While Prime Minister François Bayrou and several members of his government are expected in Mayotte this Monday, December 30 after the devastating passage of Cyclone Chido on December 14, Manon Corbière, from Nîmoise, experienced the events. After making an appeal to return to Nîmes, she was able to have a flight this Sunday afternoon.

Monday, December 30, Prime Minister François Bayrou and several members of his government will go to the bedside of the population of Mayotte, bruised after the terrible passage of Cyclone Chido on December 14.

A visit that Manon Corbière will finally see from afar, a Nîmoise stuck in Mamoudzou since the disaster and who will be able to take a flight this Sunday afternoon after waiting two weeks despite calls to the Mayotte prefecture. “These are very difficult conditions and humanly it is very hard to see such misery. […] My file is supposedly non-priority”, she said this Saturday.

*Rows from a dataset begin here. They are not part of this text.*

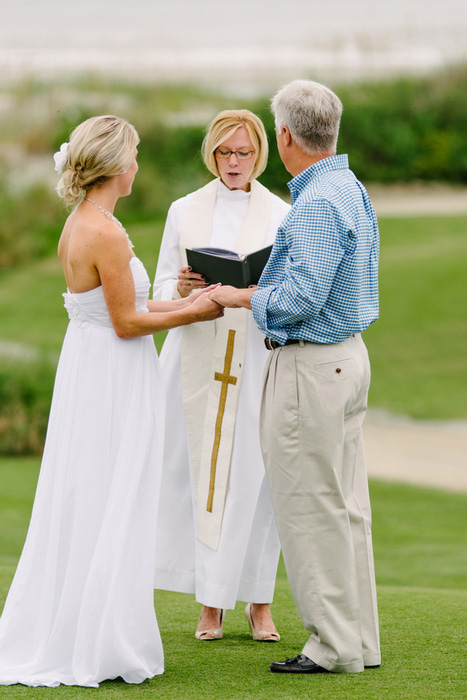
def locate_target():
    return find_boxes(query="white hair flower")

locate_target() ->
[54,142,68,175]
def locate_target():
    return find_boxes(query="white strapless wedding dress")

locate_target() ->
[0,258,164,687]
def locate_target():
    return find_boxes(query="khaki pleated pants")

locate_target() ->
[261,335,380,672]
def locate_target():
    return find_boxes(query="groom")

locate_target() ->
[211,80,380,673]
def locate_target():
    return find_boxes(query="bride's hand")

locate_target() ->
[177,265,207,298]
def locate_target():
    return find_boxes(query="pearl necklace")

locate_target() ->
[84,197,135,248]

The oenologist is preparing this Sunday afternoon to emerge from this real nightmare even if she realizes that she had much more luck than those who lost everything there.

Registration for a flight to

To take a flight to Reunion before going to the mainland, she registered by email with the Mayotte prefecture. That's when she knew she wasn't on the priority list. This Saturday, she indicated: “It's been ten days since I made contact and I still haven't been called. […] I'm from Nîmes, on vacation. I don't see how I could be more of a priority other than breaking my leg! Foreigners were evacuated by their consulate, as were the sick. People stay at the airport for several days to hope for a place on this famous list!”

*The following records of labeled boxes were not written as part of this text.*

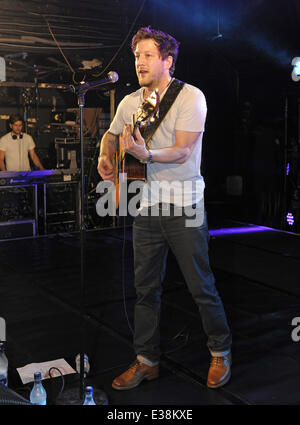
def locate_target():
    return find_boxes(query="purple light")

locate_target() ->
[209,226,273,236]
[286,213,295,226]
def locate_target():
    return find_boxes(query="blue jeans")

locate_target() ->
[133,208,231,362]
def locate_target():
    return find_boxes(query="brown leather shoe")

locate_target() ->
[112,359,159,390]
[206,354,231,388]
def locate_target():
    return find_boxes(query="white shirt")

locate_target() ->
[0,133,35,171]
[108,84,207,207]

Finally, Manon Corbière will therefore be able to leave. She arrived in Mayotte on December 11 to see a teacher friend based there. Both were then scheduled to visit Tanzania.

But that was before Chido's destructive passage three days later… “My friend lives in Mamoudzou in the upper valleys. This area was relatively spared. We only had water in the apartment.”

Rehousing

Manon Corbière was, however, able to observe the state of the city some time after the disaster: “Recent buildings no longer had roofs or facades. We had a disastrous view of Kaweni, no more bangas (huts, editor's note), devastated premises. We took the road on Sunday morning to see the extent damage: permanent houses, villages, vegetation… everything was destroyed. People are devastated.

Some residents collected metal sheets the next day to build a makeshift shelter. Manon Corbière indicates that with her friend, they had more luck than others with water on the tap every two to three days, and electricity too, “the apartment being on the prison's electricity network. We were lucky to have electricity quickly.” Her teacher friend was able to accommodate acquaintances who had lost their homes.

The Nîmes resident was also able to go to supermarkets to pick up something like bags of rice, pasta, flour. She also had to collect water “in construction tanks”put up. With her teacher friend, they met in a school those who had lost their homes: “It was anarchy. People are fighting over rice. They are left to their own devices, wearing the same clothes for two weeks. The hardest thing is seeing people in such misery.” The Nîmes resident, moved, is now impatiently awaiting her return to the Gard, far from the open-air nightmare.